The main aim of the MEMPHIS Project is to develop a monitoring and distributed control system (MDCS) for thermal power plants that makes it possible to act dynamically, intelligently, and autonomously while adapting to the necessary operational schemes on demand, doing so at any time and efficiently, and also enabling predictive maintenance operations, reducing unplanned stoppages, and ensuring a minimal level of emissions.
The need for the MEMPHIS Project arises out of the fact that thermal power generation is currently faced with the challenge of operating as a reserve source of energy that is as flexible, clean, and efficient as possible, and doing so in conjunction with renewable sources of energy that are more intermittent in nature like wind energy, solar energy, and hydro energy. In this context, fossil fuel thermal power stations (natural gas combined cycle and coal) and biomass renewable energy plants work in an increasingly cyclical way: at partial loads and with frequent starts and stops so that supply meets, at all times, the electricity demand unmet by the intermittent renewable sources. Nevertheless, the majority of the existing thermal power plants were not designed for such a purpose; therefore, this type of cyclical operation, under these conditions, results in the appearance of problems such as wear and tear on materials and components, and the consequential reduction in useful life.
As a result, the MEMPHIS Project strives to increase efficiency while solving and mitigating the problems arising from cyclical operations at power plants, doing so by adopting predictive maintenance strategies and acting on different operating parameters to minimize the impact on material useful life and maximize the efficiency of plant operations under conditions of minimal emissions.
The monitoring and control technology to be developed through MEMPHIS to meet said goals seeks to act dynamically, intelligently, and autonomously so as to provide modular, scalable solutions for decentralized control and flexible operation that feature real-time, “data driven,” computation. A MDCS with these characteristics will be developed through the use of these 3 technologies:
- Fiber-optic sensors for hostile environments – both point sensors based on Fiber Bragg Grating (FBG) technology and distributed sensors based on Brillouin technology.

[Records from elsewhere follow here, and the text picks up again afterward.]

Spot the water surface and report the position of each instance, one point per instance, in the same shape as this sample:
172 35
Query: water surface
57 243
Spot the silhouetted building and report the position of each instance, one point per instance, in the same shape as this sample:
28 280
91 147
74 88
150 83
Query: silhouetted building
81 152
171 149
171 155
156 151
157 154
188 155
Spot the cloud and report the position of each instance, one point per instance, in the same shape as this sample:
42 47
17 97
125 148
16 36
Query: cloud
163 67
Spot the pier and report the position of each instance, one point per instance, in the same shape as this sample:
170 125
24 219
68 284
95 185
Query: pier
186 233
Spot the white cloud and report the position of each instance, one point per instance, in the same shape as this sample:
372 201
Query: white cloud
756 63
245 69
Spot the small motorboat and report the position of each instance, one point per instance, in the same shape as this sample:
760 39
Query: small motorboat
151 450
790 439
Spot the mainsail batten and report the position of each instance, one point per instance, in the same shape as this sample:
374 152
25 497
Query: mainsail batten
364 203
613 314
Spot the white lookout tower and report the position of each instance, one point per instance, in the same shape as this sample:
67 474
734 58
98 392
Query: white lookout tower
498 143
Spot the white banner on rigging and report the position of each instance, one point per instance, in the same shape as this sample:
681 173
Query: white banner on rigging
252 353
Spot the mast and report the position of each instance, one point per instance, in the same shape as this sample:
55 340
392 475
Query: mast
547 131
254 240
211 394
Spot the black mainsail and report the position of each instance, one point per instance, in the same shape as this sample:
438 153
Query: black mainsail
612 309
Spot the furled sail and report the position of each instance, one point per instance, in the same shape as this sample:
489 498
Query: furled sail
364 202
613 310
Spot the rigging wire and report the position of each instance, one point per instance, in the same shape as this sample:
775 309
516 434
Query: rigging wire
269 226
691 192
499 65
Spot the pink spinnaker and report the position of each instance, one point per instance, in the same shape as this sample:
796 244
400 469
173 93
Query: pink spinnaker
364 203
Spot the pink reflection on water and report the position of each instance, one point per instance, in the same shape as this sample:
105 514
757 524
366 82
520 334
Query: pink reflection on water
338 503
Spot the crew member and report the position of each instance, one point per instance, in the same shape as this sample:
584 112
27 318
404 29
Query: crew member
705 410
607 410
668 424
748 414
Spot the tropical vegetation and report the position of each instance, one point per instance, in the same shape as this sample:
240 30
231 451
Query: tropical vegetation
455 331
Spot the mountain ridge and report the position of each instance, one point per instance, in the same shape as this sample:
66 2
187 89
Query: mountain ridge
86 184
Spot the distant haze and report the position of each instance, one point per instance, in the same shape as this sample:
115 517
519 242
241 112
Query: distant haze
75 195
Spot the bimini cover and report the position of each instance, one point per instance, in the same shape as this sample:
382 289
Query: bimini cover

- Artificial intelligence via data analytics to predict the magnitudes measured with the fiber-optic sensors in a window of time – doing so with convolutional, recurrent neural networks and the use of deep learning algorithms.
- CPS decentralized control architecture featuring FOG computing architecture and decentralized control based on CPS and the IoT.
The MEMPHIS CONSORTIUM
The MEMPHIS CONSORTIUM covers the entire value chain of the technologies that are going to be developed:
ENDESA Generación, project leader, alongside ENCE Energía y Celulosa, as thermal energy generators who will provide their experience in the nuances of the sector in terms of the different types of generation (gas, coal, biomass) and the scenarios for case studies.
TECNATOM will contribute with its expertise and knowledge of power plant operations and maintenance, as well as with the analysis and interpretation of a myriad of operational and processing processes.
Técnicas de Soft will bring its expertise in the development and integration of platforms tailored to the needs of companies and the sector.
The Consortium also has the support of the AIMEN Technology Center, which will contribute with its extensive experience in the research and development of monitoring solutions based on fiber-optic sensors.
Therefore, MEMPHIS is a large, comprehensive project that contemplates the experimental development and implementation of technologies in relevant environments.
Project financing
The MEMPHIS Project, part of the 2018 RETOS-COLABORACIÓN Program, is financed by ERDF Funds and has the support of the Spanish Ministry of Science, Innovation, and Universities and the Spanish State Research Agency.